Serial killer Charles Manson confessed to murders before he became the leader of the notorious Manson Family cult, chilling new audio from a prison phone call reveals.
“There’s a whole part of my life that nobody knows about,” Manson, who died in 2017, says in a phone call from prison in a short teaser clip from Peacock’s upcoming docuseries “Making Manson.”
“I lived in Mexico for a while. I went to Acapulco, stole some cars,” he continues in his chillingly calm voice.
“I just got involved in stuff over my head, man. Got involved in a couple of killings. I left my .357 Magnum in Mexico City, and I left some dead people on the beach,” he said.
Manson spent more than 45 years in prison after he was convicted of directing his “Manson Family” clan of troubled, mostly female, followers to kill at least seven people in California in the summer of 1969.
The dead included actress Sharon Tate, the pregnant wife of director Roman Polanski, who was stabbed 16 times.

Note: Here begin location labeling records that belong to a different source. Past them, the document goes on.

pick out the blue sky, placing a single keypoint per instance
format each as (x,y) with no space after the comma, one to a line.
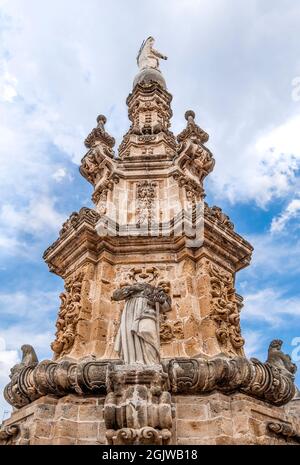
(236,64)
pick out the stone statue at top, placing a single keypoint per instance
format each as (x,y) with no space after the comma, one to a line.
(148,57)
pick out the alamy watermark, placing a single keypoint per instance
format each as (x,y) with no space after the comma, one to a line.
(296,351)
(296,89)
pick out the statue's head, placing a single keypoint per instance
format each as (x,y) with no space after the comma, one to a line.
(276,344)
(26,348)
(150,40)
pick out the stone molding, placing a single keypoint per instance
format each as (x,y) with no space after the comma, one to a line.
(283,429)
(182,375)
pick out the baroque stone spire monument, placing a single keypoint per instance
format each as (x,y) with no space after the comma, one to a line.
(148,346)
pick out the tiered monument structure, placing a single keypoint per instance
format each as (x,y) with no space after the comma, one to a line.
(148,346)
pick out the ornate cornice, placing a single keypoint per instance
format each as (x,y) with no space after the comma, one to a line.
(185,375)
(285,430)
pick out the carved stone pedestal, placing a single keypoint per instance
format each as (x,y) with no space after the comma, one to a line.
(137,408)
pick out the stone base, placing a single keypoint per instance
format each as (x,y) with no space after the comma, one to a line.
(200,419)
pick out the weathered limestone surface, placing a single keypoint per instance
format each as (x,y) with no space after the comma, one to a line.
(211,419)
(148,346)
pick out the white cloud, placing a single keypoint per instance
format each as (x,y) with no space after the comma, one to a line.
(271,306)
(8,358)
(59,174)
(254,343)
(31,317)
(264,170)
(291,211)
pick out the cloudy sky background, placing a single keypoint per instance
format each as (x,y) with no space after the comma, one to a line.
(236,64)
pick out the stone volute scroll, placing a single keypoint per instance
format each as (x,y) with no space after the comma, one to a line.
(137,340)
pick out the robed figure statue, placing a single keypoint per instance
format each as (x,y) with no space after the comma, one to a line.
(137,340)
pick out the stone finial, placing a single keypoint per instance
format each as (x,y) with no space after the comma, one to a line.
(99,135)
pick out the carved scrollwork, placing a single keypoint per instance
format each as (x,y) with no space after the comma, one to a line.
(202,375)
(170,330)
(146,193)
(68,315)
(7,433)
(284,429)
(84,214)
(99,197)
(280,360)
(216,215)
(254,378)
(142,436)
(99,135)
(225,310)
(193,158)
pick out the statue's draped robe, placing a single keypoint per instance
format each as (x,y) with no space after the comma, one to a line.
(137,340)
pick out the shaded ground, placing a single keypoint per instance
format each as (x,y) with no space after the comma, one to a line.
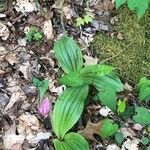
(21,126)
(131,54)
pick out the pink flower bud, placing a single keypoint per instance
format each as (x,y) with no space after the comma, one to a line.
(45,107)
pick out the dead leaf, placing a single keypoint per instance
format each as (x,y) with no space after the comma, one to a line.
(48,29)
(90,60)
(4,32)
(11,58)
(131,144)
(90,129)
(16,96)
(11,139)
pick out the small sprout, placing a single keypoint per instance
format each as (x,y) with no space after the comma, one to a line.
(45,107)
(33,35)
(121,106)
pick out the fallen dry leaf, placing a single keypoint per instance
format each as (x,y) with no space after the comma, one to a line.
(48,29)
(11,140)
(90,129)
(16,96)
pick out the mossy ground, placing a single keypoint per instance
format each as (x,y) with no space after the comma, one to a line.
(130,56)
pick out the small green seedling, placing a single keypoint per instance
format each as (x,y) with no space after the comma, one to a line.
(82,21)
(140,6)
(33,35)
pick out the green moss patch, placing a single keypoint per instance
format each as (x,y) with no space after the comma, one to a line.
(131,56)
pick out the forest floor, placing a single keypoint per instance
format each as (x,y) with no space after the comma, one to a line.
(113,37)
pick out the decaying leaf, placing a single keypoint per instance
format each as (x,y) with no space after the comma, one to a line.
(90,130)
(16,96)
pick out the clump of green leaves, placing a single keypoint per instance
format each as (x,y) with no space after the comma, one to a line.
(69,105)
(142,116)
(41,85)
(144,89)
(33,35)
(140,6)
(85,20)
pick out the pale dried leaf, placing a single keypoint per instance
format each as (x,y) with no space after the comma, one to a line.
(11,140)
(16,96)
(90,130)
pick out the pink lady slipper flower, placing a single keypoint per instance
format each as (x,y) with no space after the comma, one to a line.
(45,107)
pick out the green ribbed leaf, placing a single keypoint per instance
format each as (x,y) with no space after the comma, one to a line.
(72,79)
(110,80)
(68,54)
(144,89)
(88,73)
(142,116)
(72,141)
(68,109)
(139,5)
(108,97)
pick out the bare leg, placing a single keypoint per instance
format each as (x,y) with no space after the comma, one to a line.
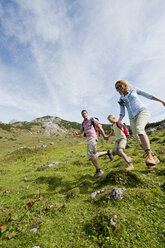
(145,143)
(95,163)
(100,154)
(121,153)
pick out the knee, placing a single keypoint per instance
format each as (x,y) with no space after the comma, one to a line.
(115,151)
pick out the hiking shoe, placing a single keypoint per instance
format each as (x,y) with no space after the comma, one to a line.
(157,161)
(109,153)
(98,174)
(150,159)
(129,167)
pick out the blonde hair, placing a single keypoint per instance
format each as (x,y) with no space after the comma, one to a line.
(110,117)
(124,82)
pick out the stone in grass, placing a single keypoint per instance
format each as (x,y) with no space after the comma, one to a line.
(43,145)
(112,222)
(7,192)
(93,195)
(117,193)
(54,163)
(73,193)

The cult leader did not commit the murders himself, but rather convinced his followers to kill.
The new three-part docuseries dives deep into 20-years’ worth of never-before-aired conversations in which Manson talks about his childhood, life of crime and his time as a commune and cult leader from the late 1960s to the early 1970s, according to Peacock.
Before the notorious slayings, Manson spent much of his teenage and early adult life in and out of institutions and prisons for various crimes, including rape and theft.
At a parole hearing in 2012, it was revealed that Manson had coldly told one of his prison psychologists: “I’m special. I’m not like the average inmate. I have spent my life in prison. I have put five people in the grave. I am a very dangerous man.”
“I am crime,” Manson proudly proclaimed during a collect call to The Post from prison in the mid-2000s.
His parole was denied.
The teaser trailer reveals part of an interview with Manson’s former cellmate Phil Kaufman, who described what it was like to live with the killer.
“Charlie was very good at being evil and not not showing it,” he revealed. “Anything that detracted him from his game plan at that time, he would squash it, but he did it with velvet gloves.”
In the decades since the murders, Manson has become an icon for troubled youth and a fixture in pop culture.
He died from natural causes behind bars in November 2017 at the age of 83.
The docuseries premiered on the streaming platform on Nov. 19.